RELEARNING POVERTY




Yard sales are on the rise, according to the media. If that is not a reliable indicator of our current economic woes, writers for the ultra hip web-based Huffpo's reprint of Marx Berlinger's account of his cheap cashmere safari certainly is. Mind you, Berlinger's idea of a great buy is a $98 cardigan. How amusing. That happens to be almost a fourth of family's food budget for the month. To me, a bargain is the $20 cardigan pullovers I bought last year at the men's department of Hell Mart. They probably were made with South American yarnwool, which does not seem to have the same cachet as wool from more upscale sources. That makes me no never mind since I am way past any concern with upscale clothing, except when I get this strange compulsion to ship Sarah Palin to Darfur for four years or for as long as her 150K wardrobe lasts. Perhaps after seeing how Darfurians live might get her to see the absurdity of spending in one month the same amount of money that would keep the average American in adequate duds doe 80 years. Imagine how far that would go in Darfur.

I was poor once. It was, if you will have it, elective poverty, a rite of passage fortunate Americans undergo when they or their spouse choose to pursue a graduate degree. I remember eating a lot of a casseroles and some dreadful hamburger concotions, the worst of which went by the politically incorrect name of Buddha burgers. I got that recipe from the back of a beans sprout tin and reader, I liked it not. At the time, I was young and hopeful and that made the lack of cashmere in my life easier to endure.
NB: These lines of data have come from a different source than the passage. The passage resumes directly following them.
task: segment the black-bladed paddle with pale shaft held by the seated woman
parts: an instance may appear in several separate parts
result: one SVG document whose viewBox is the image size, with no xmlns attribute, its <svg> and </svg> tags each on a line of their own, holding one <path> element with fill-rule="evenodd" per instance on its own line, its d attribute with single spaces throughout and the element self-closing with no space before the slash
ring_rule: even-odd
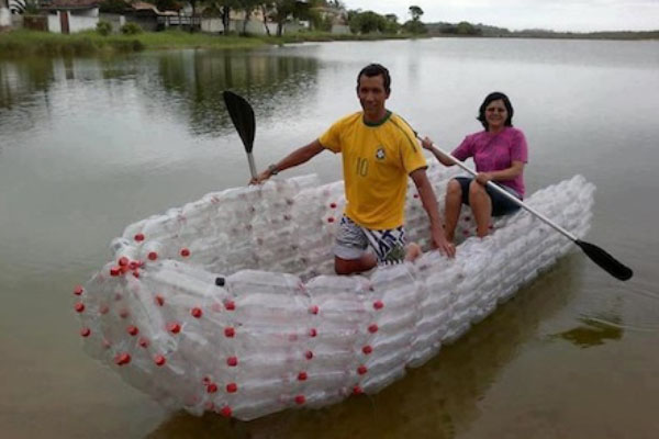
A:
<svg viewBox="0 0 659 439">
<path fill-rule="evenodd" d="M 418 134 L 416 134 L 416 137 L 420 140 L 422 139 L 421 136 L 418 136 Z M 434 144 L 433 144 L 433 147 L 437 148 Z M 477 173 L 473 170 L 466 167 L 461 161 L 456 159 L 454 156 L 446 154 L 440 148 L 437 148 L 437 149 L 439 150 L 439 153 L 442 153 L 443 155 L 448 157 L 454 164 L 456 164 L 457 166 L 459 166 L 460 168 L 462 168 L 463 170 L 466 170 L 473 177 L 477 176 Z M 492 181 L 488 181 L 488 185 L 490 188 L 492 188 L 493 190 L 495 190 L 496 192 L 499 192 L 500 194 L 507 198 L 509 200 L 513 201 L 517 205 L 520 205 L 520 207 L 526 210 L 530 214 L 535 215 L 537 218 L 544 221 L 546 224 L 554 227 L 557 232 L 559 232 L 562 235 L 570 238 L 574 244 L 577 244 L 579 246 L 579 248 L 581 248 L 583 250 L 585 256 L 588 256 L 593 262 L 595 262 L 597 266 L 600 266 L 602 269 L 604 269 L 608 274 L 613 275 L 616 279 L 619 279 L 621 281 L 629 280 L 629 279 L 632 279 L 632 275 L 634 275 L 634 272 L 632 271 L 632 269 L 629 267 L 624 266 L 622 262 L 619 262 L 613 256 L 608 255 L 602 248 L 595 246 L 594 244 L 590 244 L 590 243 L 587 243 L 587 241 L 583 241 L 583 240 L 577 238 L 577 236 L 574 236 L 570 232 L 566 230 L 558 224 L 555 224 L 554 222 L 551 222 L 551 219 L 547 218 L 545 215 L 537 212 L 535 209 L 524 204 L 524 202 L 522 202 L 522 200 L 512 195 L 507 191 L 501 189 L 499 185 L 494 184 Z"/>
</svg>

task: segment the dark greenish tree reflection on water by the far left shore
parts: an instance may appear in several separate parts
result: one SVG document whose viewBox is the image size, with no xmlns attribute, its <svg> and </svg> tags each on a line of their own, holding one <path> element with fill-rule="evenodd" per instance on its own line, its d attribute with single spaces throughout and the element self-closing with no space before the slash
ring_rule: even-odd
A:
<svg viewBox="0 0 659 439">
<path fill-rule="evenodd" d="M 317 69 L 316 58 L 272 56 L 268 50 L 0 61 L 0 130 L 27 131 L 33 121 L 49 119 L 54 90 L 67 94 L 67 87 L 92 85 L 111 91 L 118 82 L 126 82 L 136 87 L 149 105 L 174 112 L 178 121 L 187 119 L 192 134 L 219 135 L 231 126 L 222 91 L 244 94 L 261 116 L 270 116 L 283 102 L 304 100 L 314 87 Z M 121 111 L 121 102 L 108 111 Z"/>
</svg>

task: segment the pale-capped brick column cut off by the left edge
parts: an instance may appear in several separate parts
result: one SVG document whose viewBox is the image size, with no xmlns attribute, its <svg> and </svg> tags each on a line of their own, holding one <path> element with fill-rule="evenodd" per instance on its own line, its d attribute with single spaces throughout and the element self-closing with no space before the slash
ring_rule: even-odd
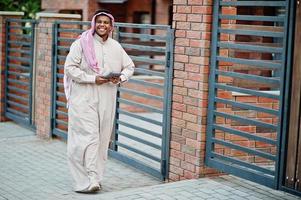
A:
<svg viewBox="0 0 301 200">
<path fill-rule="evenodd" d="M 0 11 L 0 122 L 6 121 L 4 117 L 4 95 L 5 95 L 5 42 L 6 27 L 5 23 L 8 18 L 21 18 L 23 12 Z"/>
</svg>

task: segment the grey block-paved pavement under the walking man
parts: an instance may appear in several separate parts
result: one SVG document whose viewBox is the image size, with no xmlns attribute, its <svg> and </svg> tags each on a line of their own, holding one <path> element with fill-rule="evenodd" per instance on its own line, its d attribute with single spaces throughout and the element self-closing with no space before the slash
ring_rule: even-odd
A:
<svg viewBox="0 0 301 200">
<path fill-rule="evenodd" d="M 66 160 L 64 141 L 41 140 L 13 122 L 0 123 L 0 200 L 301 199 L 229 175 L 163 183 L 112 158 L 103 190 L 79 194 L 72 191 Z"/>
</svg>

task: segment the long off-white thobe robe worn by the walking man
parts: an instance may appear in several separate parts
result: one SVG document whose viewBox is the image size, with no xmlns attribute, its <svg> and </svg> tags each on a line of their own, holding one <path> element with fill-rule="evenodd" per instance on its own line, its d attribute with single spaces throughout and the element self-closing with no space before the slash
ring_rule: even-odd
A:
<svg viewBox="0 0 301 200">
<path fill-rule="evenodd" d="M 133 75 L 134 64 L 121 45 L 94 35 L 96 59 L 104 71 L 121 72 L 121 80 Z M 67 157 L 75 191 L 84 191 L 91 179 L 102 181 L 113 128 L 117 85 L 95 84 L 96 73 L 84 58 L 80 41 L 70 47 L 64 66 L 72 79 L 68 101 Z"/>
</svg>

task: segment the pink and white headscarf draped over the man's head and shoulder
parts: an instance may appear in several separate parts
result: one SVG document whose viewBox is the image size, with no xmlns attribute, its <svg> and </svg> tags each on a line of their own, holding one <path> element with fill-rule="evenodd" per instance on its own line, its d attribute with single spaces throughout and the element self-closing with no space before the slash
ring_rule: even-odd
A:
<svg viewBox="0 0 301 200">
<path fill-rule="evenodd" d="M 109 13 L 99 12 L 93 16 L 91 21 L 91 28 L 86 30 L 79 36 L 80 44 L 83 49 L 84 57 L 88 62 L 88 66 L 97 74 L 100 74 L 101 69 L 98 66 L 98 62 L 96 60 L 93 36 L 95 34 L 95 19 L 99 15 L 105 15 L 109 17 L 111 19 L 111 25 L 112 27 L 114 27 L 114 22 L 115 22 L 114 17 Z M 65 89 L 65 95 L 67 99 L 67 106 L 68 106 L 68 100 L 71 92 L 71 81 L 72 80 L 69 77 L 67 77 L 66 74 L 64 74 L 64 89 Z"/>
</svg>

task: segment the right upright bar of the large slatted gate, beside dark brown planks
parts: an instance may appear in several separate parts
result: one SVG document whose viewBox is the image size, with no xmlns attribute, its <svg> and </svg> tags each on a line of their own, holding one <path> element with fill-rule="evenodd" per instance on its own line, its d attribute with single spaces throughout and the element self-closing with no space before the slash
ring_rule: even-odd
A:
<svg viewBox="0 0 301 200">
<path fill-rule="evenodd" d="M 285 6 L 285 10 L 286 10 L 286 13 L 285 13 L 285 21 L 284 21 L 284 37 L 283 37 L 283 52 L 282 52 L 282 61 L 281 61 L 281 64 L 282 64 L 282 68 L 281 68 L 281 76 L 280 76 L 280 100 L 279 100 L 279 122 L 278 123 L 278 127 L 277 127 L 277 149 L 276 149 L 276 155 L 277 155 L 277 159 L 276 159 L 276 162 L 275 162 L 275 179 L 274 179 L 274 188 L 275 189 L 278 189 L 278 183 L 279 183 L 279 168 L 280 168 L 280 156 L 281 156 L 281 151 L 280 151 L 280 148 L 281 148 L 281 140 L 282 138 L 284 138 L 282 136 L 282 134 L 285 135 L 285 132 L 282 132 L 282 123 L 283 123 L 283 110 L 284 110 L 284 101 L 285 101 L 285 92 L 284 89 L 285 89 L 285 85 L 284 83 L 286 82 L 285 78 L 286 78 L 286 56 L 287 56 L 287 40 L 288 40 L 288 23 L 289 23 L 289 15 L 288 15 L 288 11 L 289 11 L 289 1 L 287 0 L 286 1 L 286 6 Z"/>
</svg>

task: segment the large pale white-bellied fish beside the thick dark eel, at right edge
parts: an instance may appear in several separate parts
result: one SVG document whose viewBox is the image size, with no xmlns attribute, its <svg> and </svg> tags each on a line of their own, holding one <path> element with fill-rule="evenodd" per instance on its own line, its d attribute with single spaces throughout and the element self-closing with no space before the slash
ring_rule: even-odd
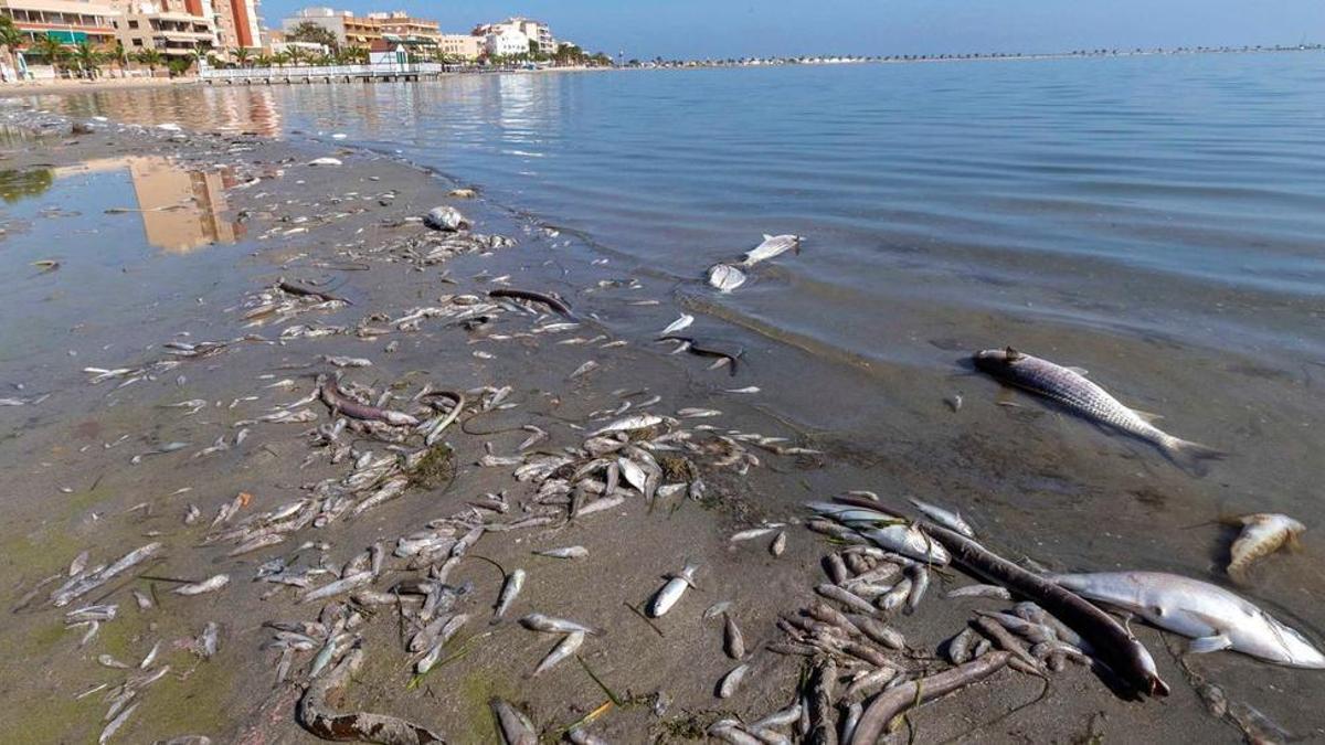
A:
<svg viewBox="0 0 1325 745">
<path fill-rule="evenodd" d="M 1192 654 L 1232 650 L 1283 665 L 1325 668 L 1325 655 L 1305 636 L 1207 582 L 1158 571 L 1051 574 L 1047 579 L 1187 636 Z"/>
</svg>

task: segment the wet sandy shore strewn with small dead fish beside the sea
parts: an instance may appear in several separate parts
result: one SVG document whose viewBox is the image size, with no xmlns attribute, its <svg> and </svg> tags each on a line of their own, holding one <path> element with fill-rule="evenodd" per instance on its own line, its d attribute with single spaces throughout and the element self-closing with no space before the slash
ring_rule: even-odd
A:
<svg viewBox="0 0 1325 745">
<path fill-rule="evenodd" d="M 15 608 L 0 630 L 11 733 L 26 742 L 87 741 L 136 705 L 111 741 L 315 742 L 297 701 L 351 648 L 366 663 L 333 705 L 404 717 L 448 742 L 497 741 L 494 697 L 523 711 L 543 740 L 584 722 L 610 742 L 702 740 L 721 718 L 753 722 L 802 699 L 810 660 L 768 647 L 790 638 L 779 618 L 819 601 L 827 557 L 844 546 L 808 530 L 800 504 L 868 488 L 889 506 L 905 505 L 888 493 L 886 473 L 819 447 L 768 416 L 753 394 L 730 392 L 743 383 L 706 370 L 712 358 L 611 333 L 613 318 L 652 314 L 660 329 L 673 321 L 662 289 L 611 262 L 572 261 L 574 237 L 481 195 L 450 196 L 464 184 L 330 142 L 45 130 L 30 147 L 7 152 L 5 168 L 143 154 L 224 168 L 233 184 L 225 215 L 245 236 L 204 249 L 229 265 L 205 294 L 163 286 L 142 318 L 70 329 L 77 357 L 34 362 L 24 380 L 24 396 L 50 398 L 0 408 L 12 432 L 0 439 L 0 464 L 11 493 L 21 494 L 7 502 L 0 529 L 11 578 L 4 601 Z M 311 166 L 315 158 L 339 164 Z M 473 232 L 423 225 L 419 217 L 441 204 L 460 209 Z M 19 231 L 7 239 L 21 240 Z M 322 297 L 273 289 L 282 278 Z M 570 317 L 488 296 L 510 288 L 556 293 Z M 87 367 L 107 372 L 94 382 L 98 372 Z M 431 422 L 433 443 L 411 427 L 338 418 L 315 384 L 330 374 L 342 375 L 348 395 Z M 464 403 L 447 422 L 454 394 Z M 621 424 L 625 439 L 594 435 L 635 415 L 647 419 Z M 635 469 L 652 464 L 657 475 L 640 480 Z M 759 528 L 767 530 L 730 540 Z M 775 555 L 779 534 L 786 549 Z M 411 553 L 411 541 L 443 549 Z M 81 551 L 89 566 L 106 565 L 154 542 L 162 547 L 151 561 L 76 602 L 50 602 Z M 587 555 L 534 553 L 567 546 Z M 643 618 L 669 575 L 690 562 L 694 587 L 666 615 Z M 496 619 L 517 569 L 523 589 Z M 172 593 L 217 575 L 228 578 L 220 590 Z M 947 667 L 945 643 L 973 610 L 1010 604 L 945 598 L 973 582 L 955 569 L 930 577 L 913 614 L 878 614 L 905 636 L 904 648 L 865 643 L 900 679 Z M 362 582 L 305 599 L 343 578 Z M 427 587 L 432 595 L 420 595 Z M 725 651 L 722 616 L 704 616 L 722 602 L 743 632 L 739 660 Z M 117 611 L 81 644 L 90 627 L 66 627 L 78 620 L 66 614 L 83 603 Z M 433 603 L 453 604 L 435 618 L 468 620 L 440 648 L 437 665 L 417 676 L 423 655 L 408 646 L 427 626 L 420 606 Z M 603 634 L 587 636 L 578 659 L 534 677 L 563 636 L 515 622 L 533 612 Z M 912 712 L 893 737 L 1272 736 L 1273 725 L 1236 700 L 1211 713 L 1202 695 L 1214 695 L 1179 665 L 1179 642 L 1137 632 L 1174 688 L 1166 701 L 1124 700 L 1084 667 L 1043 677 L 1003 669 Z M 876 664 L 835 656 L 844 675 Z M 745 684 L 717 697 L 739 664 L 750 665 Z M 796 726 L 779 730 L 791 736 Z"/>
</svg>

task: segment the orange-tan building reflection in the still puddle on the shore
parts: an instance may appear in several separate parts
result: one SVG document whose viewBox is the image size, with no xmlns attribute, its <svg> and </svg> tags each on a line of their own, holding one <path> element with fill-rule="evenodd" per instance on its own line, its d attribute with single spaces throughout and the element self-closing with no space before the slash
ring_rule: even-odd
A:
<svg viewBox="0 0 1325 745">
<path fill-rule="evenodd" d="M 184 168 L 168 158 L 103 158 L 53 168 L 56 178 L 127 170 L 147 243 L 170 253 L 244 237 L 244 225 L 224 217 L 225 190 L 235 186 L 229 168 Z M 49 184 L 48 184 L 49 186 Z M 40 192 L 38 192 L 40 194 Z M 8 199 L 8 198 L 7 198 Z M 113 211 L 129 209 L 115 208 Z"/>
</svg>

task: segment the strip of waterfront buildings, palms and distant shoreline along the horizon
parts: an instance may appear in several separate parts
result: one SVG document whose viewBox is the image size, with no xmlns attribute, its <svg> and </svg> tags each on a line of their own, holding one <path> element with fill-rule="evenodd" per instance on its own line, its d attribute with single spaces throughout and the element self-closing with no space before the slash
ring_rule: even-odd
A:
<svg viewBox="0 0 1325 745">
<path fill-rule="evenodd" d="M 1057 54 L 965 53 L 652 60 L 590 52 L 527 17 L 443 30 L 403 11 L 355 15 L 311 7 L 265 28 L 258 0 L 0 0 L 0 78 L 188 77 L 215 70 L 386 65 L 432 72 L 545 68 L 704 68 L 795 64 L 1028 60 L 1138 54 L 1320 50 L 1293 46 L 1080 49 Z M 289 82 L 289 78 L 286 78 Z"/>
</svg>

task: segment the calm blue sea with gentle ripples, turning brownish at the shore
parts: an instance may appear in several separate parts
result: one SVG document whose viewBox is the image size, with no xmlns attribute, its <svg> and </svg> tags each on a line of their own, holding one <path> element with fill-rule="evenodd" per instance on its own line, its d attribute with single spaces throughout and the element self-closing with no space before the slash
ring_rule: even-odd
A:
<svg viewBox="0 0 1325 745">
<path fill-rule="evenodd" d="M 655 309 L 604 319 L 747 346 L 734 379 L 859 467 L 946 497 L 1072 569 L 1219 577 L 1226 513 L 1316 526 L 1325 374 L 1318 54 L 469 76 L 417 85 L 159 89 L 78 115 L 399 152 L 584 235 Z M 761 233 L 804 236 L 719 296 Z M 1085 367 L 1230 453 L 1194 479 L 1147 445 L 970 375 L 1015 345 Z M 945 398 L 961 396 L 953 411 Z M 1011 406 L 1003 406 L 1011 404 Z M 828 484 L 812 484 L 828 488 Z M 833 484 L 836 487 L 836 484 Z M 792 494 L 795 497 L 798 494 Z M 1325 627 L 1325 575 L 1276 557 L 1253 590 Z M 1238 661 L 1222 661 L 1238 667 Z M 1276 673 L 1277 675 L 1277 673 Z M 1288 680 L 1289 677 L 1285 677 Z"/>
</svg>

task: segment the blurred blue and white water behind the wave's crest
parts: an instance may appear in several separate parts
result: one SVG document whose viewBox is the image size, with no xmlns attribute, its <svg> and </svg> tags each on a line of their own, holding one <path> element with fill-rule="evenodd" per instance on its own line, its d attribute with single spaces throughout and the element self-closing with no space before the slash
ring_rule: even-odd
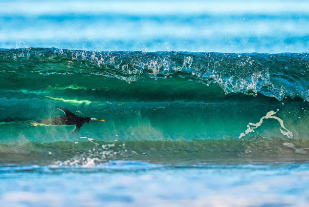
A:
<svg viewBox="0 0 309 207">
<path fill-rule="evenodd" d="M 307 52 L 307 1 L 2 1 L 0 48 Z"/>
</svg>

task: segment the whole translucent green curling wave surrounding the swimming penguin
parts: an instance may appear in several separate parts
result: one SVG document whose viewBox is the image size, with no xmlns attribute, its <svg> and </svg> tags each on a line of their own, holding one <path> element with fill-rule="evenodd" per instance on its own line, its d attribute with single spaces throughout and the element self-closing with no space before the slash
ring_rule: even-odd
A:
<svg viewBox="0 0 309 207">
<path fill-rule="evenodd" d="M 3 160 L 80 162 L 93 149 L 105 152 L 90 153 L 100 162 L 307 152 L 307 53 L 24 48 L 0 49 L 0 59 Z M 63 116 L 55 107 L 105 122 L 77 135 L 74 126 L 29 125 Z M 102 148 L 111 144 L 119 149 Z"/>
</svg>

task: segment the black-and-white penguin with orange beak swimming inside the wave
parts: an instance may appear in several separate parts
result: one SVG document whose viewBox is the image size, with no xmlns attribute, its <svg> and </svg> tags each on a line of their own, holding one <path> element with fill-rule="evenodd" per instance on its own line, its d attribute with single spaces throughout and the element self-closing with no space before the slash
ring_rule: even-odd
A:
<svg viewBox="0 0 309 207">
<path fill-rule="evenodd" d="M 89 123 L 89 121 L 104 121 L 103 119 L 90 118 L 90 117 L 79 117 L 68 109 L 62 107 L 55 107 L 64 112 L 65 116 L 54 117 L 54 118 L 45 118 L 42 120 L 29 122 L 31 126 L 61 126 L 61 125 L 75 125 L 75 129 L 70 134 L 77 134 L 79 129 L 84 123 Z"/>
</svg>

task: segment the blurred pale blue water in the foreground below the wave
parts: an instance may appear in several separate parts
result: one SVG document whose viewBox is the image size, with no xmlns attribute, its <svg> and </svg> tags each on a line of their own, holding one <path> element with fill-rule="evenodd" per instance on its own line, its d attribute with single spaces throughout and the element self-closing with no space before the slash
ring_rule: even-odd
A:
<svg viewBox="0 0 309 207">
<path fill-rule="evenodd" d="M 308 206 L 307 163 L 0 166 L 4 206 Z"/>
</svg>

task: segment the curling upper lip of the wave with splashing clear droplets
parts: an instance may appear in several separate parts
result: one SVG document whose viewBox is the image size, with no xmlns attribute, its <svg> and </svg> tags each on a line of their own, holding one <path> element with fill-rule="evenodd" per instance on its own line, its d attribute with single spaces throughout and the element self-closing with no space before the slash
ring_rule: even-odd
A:
<svg viewBox="0 0 309 207">
<path fill-rule="evenodd" d="M 173 84 L 184 79 L 205 86 L 219 86 L 225 94 L 256 96 L 260 93 L 278 100 L 284 96 L 309 100 L 307 55 L 1 49 L 1 87 L 20 92 L 27 89 L 28 93 L 69 89 L 111 90 L 114 88 L 111 85 L 115 84 L 127 87 L 124 82 L 117 81 L 124 80 L 128 83 L 139 82 L 135 85 L 138 87 L 136 90 L 147 90 L 143 87 L 145 84 L 156 85 L 160 79 L 161 86 L 155 86 L 153 91 L 164 90 L 162 85 L 165 85 L 175 92 Z M 216 93 L 218 89 L 214 88 Z M 118 90 L 120 93 L 126 92 L 122 88 Z M 150 91 L 147 90 L 147 93 Z"/>
</svg>

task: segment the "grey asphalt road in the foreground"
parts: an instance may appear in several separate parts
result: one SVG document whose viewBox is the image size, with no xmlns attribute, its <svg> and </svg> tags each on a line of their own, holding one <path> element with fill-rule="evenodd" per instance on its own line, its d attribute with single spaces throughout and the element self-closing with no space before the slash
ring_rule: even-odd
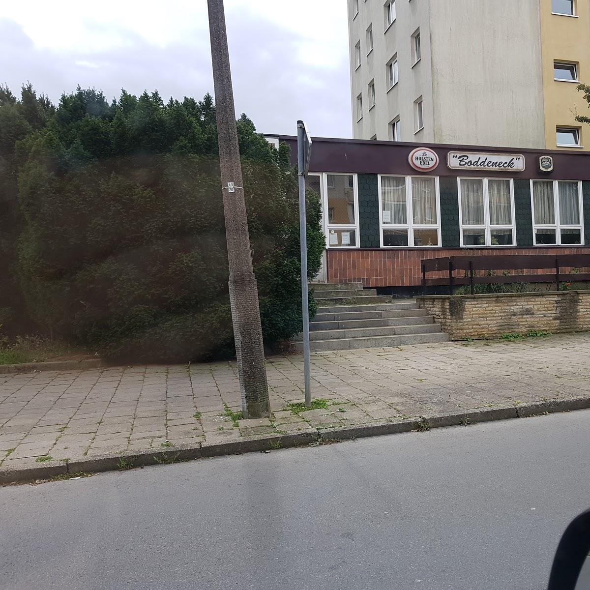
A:
<svg viewBox="0 0 590 590">
<path fill-rule="evenodd" d="M 590 411 L 0 489 L 0 588 L 546 587 Z"/>
</svg>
Prada had yet to be heard of in the frozen waste of the Midwest and Valentino was yet to be born. American obsession with brand names had yet to become viral an din any case, the Norwegian bachelor farmers, furnished its own Carmem Miranda style uniform.
I was still new to America when we moved to a small town that had one clothing store where middle and upper middle class women shopped for Jones of New York and Vera dresses. I was no longer truly poor. I shopped at the Goodwill, trundled my laundry to the laundromat in a homemade backpack and baked my own bread. Most of my friends had a similar lifestyle and everything was almost hunky dory in spite of the Vietnam war, the occasionally violent struggle for equal rights and civil rights. In my native country a team of CIA supported generals held sway. In Chile, Allende met his doom. Iran-contra and Watergate came and went as I lived in relative properity. I never became a Prada or Valentino supporter, but I did a bit of traveling, tasted caviar, learned the difference between jug wine and a fine grand cru, for season tickets for the opera, acquired a small collection of antique Navaho and Mexican Renaissance jewelry, indulged my somewhat expensive passion for silversmithing. A few years ago my life changed for the better in many ways, but my disposal income shrank dramatically. As my family and I slipped from the middle class to land on the tenuous perch of the lower middle class, I began to learn what is really important. I learned that a healthy sense of self, love, friendship, and simple pleasures beat caviar and grand cru wine any day. As for Prada and Valentino, they will continue to be less important to me the the label on a pund of hamburger.